Conterà bene la sottigliezza di pensiero e la sensibilità umana di un intellettuale che anche se portava la tonaca e e le insegne cardinalizie diceva per esempio grosso modo : non ho difficoltà a dialogare con un non credente, ho difficoltà a dialogare con chi non pensa o con chi ha la fede ma non sa usare il discernimento.

Non era un oscurantista dogmatico Martini, anche se sinceramente non ho mai capito come riuscisse a conciliare il suo pensiero umanista e razionale con l’indefesso studio di una Bibbia alla quale personalmente non ritengo si possa in alcun modo dare la dignità di libro rivelato, che riporta alcune tradizioni di antica saggezza insieme a una grossa quantità di sciocchezze.

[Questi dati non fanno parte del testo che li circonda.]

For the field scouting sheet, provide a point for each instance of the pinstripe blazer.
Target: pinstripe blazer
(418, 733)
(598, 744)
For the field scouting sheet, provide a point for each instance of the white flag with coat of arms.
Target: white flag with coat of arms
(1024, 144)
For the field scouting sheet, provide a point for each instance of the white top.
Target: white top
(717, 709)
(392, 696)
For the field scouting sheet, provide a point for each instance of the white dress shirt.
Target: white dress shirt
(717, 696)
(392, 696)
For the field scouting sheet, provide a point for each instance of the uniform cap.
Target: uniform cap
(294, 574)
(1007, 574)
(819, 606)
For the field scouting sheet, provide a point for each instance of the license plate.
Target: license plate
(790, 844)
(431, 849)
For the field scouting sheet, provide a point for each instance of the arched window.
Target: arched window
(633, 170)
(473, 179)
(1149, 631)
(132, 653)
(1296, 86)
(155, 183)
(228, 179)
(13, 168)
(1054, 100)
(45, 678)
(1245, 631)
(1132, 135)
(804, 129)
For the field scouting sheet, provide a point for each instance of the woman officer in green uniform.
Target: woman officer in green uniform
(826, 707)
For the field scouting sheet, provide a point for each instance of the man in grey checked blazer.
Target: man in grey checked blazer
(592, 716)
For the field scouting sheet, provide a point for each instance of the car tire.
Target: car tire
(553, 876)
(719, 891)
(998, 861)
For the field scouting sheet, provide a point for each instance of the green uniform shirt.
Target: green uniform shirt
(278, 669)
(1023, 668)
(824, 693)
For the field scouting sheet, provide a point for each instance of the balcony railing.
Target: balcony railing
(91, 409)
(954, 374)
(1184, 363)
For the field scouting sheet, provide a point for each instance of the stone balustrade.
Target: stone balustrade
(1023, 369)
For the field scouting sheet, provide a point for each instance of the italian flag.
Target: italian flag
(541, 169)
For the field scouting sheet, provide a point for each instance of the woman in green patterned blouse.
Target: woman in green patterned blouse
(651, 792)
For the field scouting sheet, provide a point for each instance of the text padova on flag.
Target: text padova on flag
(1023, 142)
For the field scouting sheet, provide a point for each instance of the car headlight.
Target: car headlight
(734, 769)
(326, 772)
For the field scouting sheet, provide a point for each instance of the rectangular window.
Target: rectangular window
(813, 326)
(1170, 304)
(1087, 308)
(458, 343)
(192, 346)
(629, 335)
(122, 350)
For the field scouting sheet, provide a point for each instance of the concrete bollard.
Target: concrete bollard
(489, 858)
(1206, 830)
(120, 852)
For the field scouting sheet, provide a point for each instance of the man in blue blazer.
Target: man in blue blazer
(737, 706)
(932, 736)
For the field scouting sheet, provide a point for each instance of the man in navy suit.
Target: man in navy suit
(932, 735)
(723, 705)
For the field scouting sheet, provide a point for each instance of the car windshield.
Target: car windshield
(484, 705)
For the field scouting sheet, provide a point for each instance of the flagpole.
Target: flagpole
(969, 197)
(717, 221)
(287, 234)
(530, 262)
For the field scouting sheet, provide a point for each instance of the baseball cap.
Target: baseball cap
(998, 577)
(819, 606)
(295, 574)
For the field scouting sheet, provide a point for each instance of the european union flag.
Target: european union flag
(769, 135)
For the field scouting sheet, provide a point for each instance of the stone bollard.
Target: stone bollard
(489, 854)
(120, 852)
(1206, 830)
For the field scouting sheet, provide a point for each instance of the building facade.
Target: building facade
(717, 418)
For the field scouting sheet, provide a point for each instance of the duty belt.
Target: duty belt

Ma fare della satira su arroganti e supponenti reazionari in abito curiale è facilissimo e ce n’è una bella fila coi quali cimentarsi da Ruini a Biffi; da Scola a Bagnasco; da Caffarra a Fisichella e chi più ne ha più ne metta.

Ma Martini cosa c’entra con costoro,quando ha in comune con loro solo la veste, e mi sembra un po poco.

Peggio ancora mi chiedo come faccia la Turchetto a cercare di ridicolizzare il lavoro di un teologo diventato filosofo come Vito Mancuso, fingendo di ignorare il suo lungo e travagliato percorso intellettuale dal seminario al rifiuto della veste fino al riscrivere con grandissimo impegno la teologia cattolica cercando di liberarla dal peso di una dogmatica ormai fuori dal tempo e dal mondo ,per sposare una nuova forma di spiritualità razionale, contro ogni dogmatismo e presunte verità fondate su autorità esterne.

Trovo veramente inspiegabile che questo modo di ragionare provenga da una intellettuale qualificata.

Se penso alla costante considerazione e rispetto che Vito Mancuso manifesta per i non credenti e gli atei non vedo come sia possibile per una intellettuale atea farsi beffe di uno che ha dedicato una vita per consentire di parlarsi in nome della condivisa umanità ad atei e credenti semplicemente nella spiritualità non istituzionalizzata in alcuna religione, ma anche con quelli se almeno disposti a uscire dai dogmatismi autoritari.

Alla fin fine mi sembra che questo libretto dedicato a far satira non riesca a far ridere proprio perché alla fin fine contrappone al dogmatismo clericale un’altra forma uguale e contraria di dogmatismo anche se declinato come ateismo.

Ma lo ripeto l’autrice ha tutti i diritti di esprimere il suo punto di vista, sono io che ho sbagliato libro da leggere.